A company’s culture can be termed as its DNA. It’s your ‘how we do things around here’. It’s the unique way your business operates and affects how both your customers and your colleagues think and feel about your company.

Poor culture demoralises a team, restricts the drive for business growth and (without realising it) fosters an environment increasing the prospect of insider fraud or dishonest conduct when an employee simply no longer cares to follow the rules.

When an employee feels stressed or pressurised as a direct result of their working environment – typically in circumstances where unattainable targets are set – they may begin to feel demotivated or undervalued. In the long term this not only fosters an unhealthy working environment but it can also prompt out-of-character behaviour.

One of two scenarios can develop: they either choose to leave (meaning your business loses valuable talent) or they become disenchanted with your business and their role. Employee disenchantment is a significant driving factor of employee fraud, as history has shown with the likes of Nick Leeson and Edward Snowden.

Leadership plays a significant role in the overall culture of your business.

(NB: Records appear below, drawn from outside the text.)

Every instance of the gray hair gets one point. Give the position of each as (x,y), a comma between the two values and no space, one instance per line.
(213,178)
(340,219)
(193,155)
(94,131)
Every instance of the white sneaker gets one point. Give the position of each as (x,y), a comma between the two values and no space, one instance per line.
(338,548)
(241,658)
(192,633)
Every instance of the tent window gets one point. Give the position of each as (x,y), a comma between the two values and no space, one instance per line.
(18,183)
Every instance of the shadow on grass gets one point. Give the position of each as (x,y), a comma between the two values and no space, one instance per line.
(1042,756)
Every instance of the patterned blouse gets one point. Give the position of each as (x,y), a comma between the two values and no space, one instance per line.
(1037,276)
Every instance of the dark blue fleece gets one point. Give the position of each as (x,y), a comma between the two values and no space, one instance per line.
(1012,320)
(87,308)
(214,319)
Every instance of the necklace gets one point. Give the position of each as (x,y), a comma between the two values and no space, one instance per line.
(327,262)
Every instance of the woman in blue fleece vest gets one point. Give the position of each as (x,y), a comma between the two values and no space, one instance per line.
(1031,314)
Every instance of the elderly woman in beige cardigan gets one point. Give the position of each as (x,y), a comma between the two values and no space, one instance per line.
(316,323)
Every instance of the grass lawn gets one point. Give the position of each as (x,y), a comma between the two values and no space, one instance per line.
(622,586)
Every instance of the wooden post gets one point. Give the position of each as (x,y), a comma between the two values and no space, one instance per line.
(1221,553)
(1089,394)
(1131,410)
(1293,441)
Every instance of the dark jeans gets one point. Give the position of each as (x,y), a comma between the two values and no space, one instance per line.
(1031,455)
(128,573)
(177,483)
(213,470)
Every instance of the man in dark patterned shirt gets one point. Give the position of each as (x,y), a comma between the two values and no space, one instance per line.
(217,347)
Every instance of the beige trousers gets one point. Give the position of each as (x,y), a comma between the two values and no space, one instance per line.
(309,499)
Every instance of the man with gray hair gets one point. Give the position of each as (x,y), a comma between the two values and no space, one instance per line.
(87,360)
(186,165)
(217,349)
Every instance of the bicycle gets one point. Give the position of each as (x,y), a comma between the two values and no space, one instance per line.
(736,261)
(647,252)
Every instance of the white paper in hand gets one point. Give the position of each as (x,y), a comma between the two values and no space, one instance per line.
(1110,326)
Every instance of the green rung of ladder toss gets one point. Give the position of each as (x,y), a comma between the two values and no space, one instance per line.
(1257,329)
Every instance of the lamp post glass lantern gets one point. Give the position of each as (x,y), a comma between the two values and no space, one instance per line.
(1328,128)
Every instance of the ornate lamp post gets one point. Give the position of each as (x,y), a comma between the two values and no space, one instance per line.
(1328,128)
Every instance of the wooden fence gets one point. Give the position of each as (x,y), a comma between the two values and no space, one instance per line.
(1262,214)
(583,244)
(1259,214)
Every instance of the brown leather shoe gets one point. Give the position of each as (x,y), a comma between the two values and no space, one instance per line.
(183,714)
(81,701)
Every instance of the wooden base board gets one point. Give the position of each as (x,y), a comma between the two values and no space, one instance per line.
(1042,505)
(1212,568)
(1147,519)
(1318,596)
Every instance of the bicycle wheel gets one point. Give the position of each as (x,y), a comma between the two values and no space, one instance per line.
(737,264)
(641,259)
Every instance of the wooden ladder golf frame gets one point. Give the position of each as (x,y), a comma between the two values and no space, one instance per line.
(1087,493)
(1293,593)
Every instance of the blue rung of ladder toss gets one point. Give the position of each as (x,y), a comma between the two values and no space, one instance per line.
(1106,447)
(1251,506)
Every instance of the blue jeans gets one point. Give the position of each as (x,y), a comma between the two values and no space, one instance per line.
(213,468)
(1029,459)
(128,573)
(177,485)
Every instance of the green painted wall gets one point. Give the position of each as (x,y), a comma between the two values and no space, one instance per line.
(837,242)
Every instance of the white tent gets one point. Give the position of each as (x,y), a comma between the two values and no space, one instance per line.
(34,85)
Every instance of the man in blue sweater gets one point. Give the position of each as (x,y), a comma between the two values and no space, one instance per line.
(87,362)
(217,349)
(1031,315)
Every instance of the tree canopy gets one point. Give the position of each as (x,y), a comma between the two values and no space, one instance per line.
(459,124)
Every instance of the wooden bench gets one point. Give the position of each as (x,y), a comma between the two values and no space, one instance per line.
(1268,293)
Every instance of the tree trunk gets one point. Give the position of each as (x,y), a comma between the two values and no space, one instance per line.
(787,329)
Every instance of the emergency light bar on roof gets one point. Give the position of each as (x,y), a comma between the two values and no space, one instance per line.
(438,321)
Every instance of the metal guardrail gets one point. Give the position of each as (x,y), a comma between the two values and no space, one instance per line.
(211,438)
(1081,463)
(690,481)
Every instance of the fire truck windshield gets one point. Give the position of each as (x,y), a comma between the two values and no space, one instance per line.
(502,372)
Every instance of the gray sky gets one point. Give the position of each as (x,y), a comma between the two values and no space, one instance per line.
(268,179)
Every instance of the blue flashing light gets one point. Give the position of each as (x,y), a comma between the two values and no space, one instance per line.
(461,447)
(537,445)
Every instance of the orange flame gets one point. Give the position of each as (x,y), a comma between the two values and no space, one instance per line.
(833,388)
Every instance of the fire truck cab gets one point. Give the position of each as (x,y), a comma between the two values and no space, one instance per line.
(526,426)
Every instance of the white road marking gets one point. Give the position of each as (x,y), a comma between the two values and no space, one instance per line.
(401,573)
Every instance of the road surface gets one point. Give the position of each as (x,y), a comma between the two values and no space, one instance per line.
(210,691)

When employees believe in the leaders of their organisation they feel safe. If they don’t the possibility of betrayal increases.

The way leaders lead (or their management style) closely correlates with the risk of employees behaving badly. Leaders can be hard to categorise but, in our experience, there are three distinct leadership types that actively turn an otherwise conscientious culture toxic.

1. The autocratic leader

The autocratic leader has absolute power over their team. They are happiest when in full control.

The fifth habit (Stephen Covey’s The 7 Habits of Highly Effective People) suggests a good leader ‘seeks first to understand, then to be understood’. Autocratic leaders expect to be understood first, which can leave team members feeling resentful, misunderstood, ignored or undervalued. These feelings weaken the morale of any team and prompt the employee to seek the appreciation and value they ‘deserve’ through other means such as unethical behaviour or fraud.

2. The clock-watcher

The clock-watcher rigorously controls the standard working day expecting their team to ‘punch in and out’ on time. This leadership style breeds a lack of trust among a team and cramps its autonomy.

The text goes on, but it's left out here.